Throughout his wide-ranging career, Keith Money has painted a diverse range of subjects, and for a decade, his equestrian landscapes were sold at ‘top of the range’ prices. In the eighties, Money’s working hand was struck by a condition akin to that which affects some pianists, and his painting ceased for six years; then, almost miraculously, the hand righted itself, and Money picked up the artwork where he had left off. Noticeably, his nuance and control, now, is that of a far younger man’s. Money is renowned for his subtle skies and the great facility of brushwork in his watercolour painting, and these works are known for their distinctive atmospheric qualities. His drawings demonstrate an outstanding natural draftsmanship, which was commented on by Dame Laura Knight, when the young artist was first in London.
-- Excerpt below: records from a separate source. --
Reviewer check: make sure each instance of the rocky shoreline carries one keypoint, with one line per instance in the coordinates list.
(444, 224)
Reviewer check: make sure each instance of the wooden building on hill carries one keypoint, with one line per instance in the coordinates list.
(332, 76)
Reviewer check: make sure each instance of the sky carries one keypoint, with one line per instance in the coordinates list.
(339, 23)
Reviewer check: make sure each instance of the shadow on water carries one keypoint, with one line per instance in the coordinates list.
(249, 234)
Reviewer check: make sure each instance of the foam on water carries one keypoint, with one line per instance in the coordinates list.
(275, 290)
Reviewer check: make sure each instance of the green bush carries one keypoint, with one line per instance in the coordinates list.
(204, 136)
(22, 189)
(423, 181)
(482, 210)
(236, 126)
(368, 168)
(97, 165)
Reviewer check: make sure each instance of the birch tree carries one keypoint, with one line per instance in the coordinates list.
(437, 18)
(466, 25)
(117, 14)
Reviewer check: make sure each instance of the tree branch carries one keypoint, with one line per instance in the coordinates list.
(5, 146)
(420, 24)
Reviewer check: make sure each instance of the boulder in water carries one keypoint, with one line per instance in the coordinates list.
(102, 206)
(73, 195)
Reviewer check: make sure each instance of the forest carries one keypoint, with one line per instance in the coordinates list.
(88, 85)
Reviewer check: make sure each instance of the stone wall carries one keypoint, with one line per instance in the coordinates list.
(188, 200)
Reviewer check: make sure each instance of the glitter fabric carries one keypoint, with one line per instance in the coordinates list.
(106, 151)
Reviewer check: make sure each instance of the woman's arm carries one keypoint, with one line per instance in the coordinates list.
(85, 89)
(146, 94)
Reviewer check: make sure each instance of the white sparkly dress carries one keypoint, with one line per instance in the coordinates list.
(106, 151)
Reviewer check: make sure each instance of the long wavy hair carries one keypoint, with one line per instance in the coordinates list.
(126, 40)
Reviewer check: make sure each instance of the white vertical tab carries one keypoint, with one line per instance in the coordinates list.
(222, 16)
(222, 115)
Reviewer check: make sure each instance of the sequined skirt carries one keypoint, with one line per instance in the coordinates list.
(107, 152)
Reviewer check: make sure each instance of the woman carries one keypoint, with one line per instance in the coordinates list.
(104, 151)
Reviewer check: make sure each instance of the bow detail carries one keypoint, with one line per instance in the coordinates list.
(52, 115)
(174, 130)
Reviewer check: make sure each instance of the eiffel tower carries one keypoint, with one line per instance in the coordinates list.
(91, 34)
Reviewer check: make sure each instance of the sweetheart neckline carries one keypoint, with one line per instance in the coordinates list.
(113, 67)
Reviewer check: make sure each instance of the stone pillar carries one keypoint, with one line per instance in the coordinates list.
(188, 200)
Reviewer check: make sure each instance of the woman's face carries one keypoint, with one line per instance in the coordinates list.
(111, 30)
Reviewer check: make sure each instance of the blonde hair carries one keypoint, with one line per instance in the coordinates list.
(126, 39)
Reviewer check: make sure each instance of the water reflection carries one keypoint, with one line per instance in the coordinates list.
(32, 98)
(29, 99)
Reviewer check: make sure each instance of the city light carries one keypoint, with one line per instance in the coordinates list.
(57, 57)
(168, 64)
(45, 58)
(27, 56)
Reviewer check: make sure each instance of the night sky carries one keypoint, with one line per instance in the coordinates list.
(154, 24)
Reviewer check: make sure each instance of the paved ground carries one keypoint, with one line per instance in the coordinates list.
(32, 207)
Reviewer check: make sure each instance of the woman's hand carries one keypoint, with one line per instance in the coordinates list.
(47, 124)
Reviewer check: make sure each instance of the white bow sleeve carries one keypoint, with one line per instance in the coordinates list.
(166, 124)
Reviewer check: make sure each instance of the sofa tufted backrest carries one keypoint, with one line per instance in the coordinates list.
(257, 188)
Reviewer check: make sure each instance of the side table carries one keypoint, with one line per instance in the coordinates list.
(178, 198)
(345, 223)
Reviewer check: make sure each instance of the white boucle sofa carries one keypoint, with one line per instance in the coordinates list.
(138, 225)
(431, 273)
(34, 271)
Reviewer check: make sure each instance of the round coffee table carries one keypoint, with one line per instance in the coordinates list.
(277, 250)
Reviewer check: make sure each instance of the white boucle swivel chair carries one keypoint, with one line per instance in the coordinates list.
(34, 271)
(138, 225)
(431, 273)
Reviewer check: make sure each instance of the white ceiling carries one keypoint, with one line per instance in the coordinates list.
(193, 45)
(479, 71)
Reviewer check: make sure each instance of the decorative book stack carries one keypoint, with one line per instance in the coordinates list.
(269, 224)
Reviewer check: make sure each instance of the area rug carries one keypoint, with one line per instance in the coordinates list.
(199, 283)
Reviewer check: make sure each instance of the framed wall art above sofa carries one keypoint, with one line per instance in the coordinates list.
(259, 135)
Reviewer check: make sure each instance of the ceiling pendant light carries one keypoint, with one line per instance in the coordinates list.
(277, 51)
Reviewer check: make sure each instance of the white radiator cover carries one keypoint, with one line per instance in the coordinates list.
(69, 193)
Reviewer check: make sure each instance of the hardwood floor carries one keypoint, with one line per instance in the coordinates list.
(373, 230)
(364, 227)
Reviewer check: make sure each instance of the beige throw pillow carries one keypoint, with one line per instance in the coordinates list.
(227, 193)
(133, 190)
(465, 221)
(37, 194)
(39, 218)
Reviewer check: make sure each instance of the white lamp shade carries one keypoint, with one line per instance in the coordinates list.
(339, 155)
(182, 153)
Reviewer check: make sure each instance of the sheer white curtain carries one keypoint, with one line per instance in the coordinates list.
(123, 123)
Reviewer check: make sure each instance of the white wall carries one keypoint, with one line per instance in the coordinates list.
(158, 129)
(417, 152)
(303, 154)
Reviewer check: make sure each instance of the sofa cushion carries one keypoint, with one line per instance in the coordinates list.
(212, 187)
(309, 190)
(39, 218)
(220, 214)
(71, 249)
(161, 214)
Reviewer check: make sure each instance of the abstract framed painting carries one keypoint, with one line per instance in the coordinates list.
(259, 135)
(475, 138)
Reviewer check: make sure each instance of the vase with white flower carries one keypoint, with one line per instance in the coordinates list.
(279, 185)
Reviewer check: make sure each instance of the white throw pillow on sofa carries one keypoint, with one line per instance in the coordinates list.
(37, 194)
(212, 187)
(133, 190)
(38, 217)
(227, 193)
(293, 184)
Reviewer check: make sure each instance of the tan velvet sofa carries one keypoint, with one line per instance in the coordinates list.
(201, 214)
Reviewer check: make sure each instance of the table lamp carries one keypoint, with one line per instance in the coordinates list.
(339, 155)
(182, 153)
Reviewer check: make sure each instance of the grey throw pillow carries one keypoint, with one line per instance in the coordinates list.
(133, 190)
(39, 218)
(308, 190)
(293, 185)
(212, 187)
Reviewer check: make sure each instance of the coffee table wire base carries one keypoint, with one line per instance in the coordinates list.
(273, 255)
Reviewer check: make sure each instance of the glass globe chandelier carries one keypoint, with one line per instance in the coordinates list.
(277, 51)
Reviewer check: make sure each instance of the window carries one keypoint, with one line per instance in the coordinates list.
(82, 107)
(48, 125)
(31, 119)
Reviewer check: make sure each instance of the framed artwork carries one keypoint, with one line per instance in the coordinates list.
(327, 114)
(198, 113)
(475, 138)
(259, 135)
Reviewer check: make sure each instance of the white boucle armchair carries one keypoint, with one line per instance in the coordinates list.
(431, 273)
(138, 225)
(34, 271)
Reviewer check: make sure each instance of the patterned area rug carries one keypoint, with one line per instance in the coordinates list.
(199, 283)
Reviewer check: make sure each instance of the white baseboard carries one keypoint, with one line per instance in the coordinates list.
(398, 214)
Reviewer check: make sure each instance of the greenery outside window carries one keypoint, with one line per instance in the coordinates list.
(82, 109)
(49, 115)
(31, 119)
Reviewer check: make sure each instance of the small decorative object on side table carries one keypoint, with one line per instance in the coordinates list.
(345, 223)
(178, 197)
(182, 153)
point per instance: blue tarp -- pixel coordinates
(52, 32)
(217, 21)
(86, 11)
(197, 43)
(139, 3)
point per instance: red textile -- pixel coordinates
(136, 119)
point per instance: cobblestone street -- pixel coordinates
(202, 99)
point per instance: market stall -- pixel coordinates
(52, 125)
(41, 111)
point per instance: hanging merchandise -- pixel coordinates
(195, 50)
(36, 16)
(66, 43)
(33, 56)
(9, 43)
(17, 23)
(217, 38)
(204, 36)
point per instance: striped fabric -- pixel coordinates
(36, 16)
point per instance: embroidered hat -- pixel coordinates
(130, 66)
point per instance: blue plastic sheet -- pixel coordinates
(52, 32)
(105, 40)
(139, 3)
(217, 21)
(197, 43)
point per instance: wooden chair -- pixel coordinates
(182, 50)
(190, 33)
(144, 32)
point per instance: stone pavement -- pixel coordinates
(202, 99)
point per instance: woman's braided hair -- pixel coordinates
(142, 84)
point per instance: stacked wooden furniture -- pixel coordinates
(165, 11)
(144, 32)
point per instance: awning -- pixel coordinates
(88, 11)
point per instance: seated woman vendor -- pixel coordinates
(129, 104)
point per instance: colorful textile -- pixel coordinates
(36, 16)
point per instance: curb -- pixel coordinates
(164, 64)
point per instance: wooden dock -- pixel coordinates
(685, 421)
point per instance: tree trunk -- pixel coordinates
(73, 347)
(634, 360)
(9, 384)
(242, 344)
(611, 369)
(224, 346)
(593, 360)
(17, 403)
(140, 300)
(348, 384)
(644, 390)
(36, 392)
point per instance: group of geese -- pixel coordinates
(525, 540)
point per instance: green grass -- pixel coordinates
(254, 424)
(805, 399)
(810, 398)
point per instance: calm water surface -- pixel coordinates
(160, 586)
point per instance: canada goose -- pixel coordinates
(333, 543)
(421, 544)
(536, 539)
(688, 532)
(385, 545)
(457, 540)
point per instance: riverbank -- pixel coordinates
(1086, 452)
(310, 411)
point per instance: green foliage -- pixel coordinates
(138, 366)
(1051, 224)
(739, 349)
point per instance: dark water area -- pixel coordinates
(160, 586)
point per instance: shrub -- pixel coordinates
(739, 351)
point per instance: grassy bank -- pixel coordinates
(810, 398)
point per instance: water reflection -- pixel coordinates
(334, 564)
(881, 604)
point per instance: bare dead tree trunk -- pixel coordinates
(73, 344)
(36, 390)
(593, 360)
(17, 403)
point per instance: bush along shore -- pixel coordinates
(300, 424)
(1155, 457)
She was fascinated by his skill, and inscribed drawings of her own, to Money, “with love and admiration.”
This painting of the legendary American Thoroughbred Secretariat was completed within a year of his record-breaking victory in the Belmont Stakes, regarded as one of the greatest races of all time. The man in Money’s painting is seen wearing Secretariat’s racing colour – the blue-and-white-checks of Meadow Stables.
In 1977, the prestigious American magazine Thoroughbred Record published a nine-page article on Keith Money and his equestrian paintings. This painting was included in the article.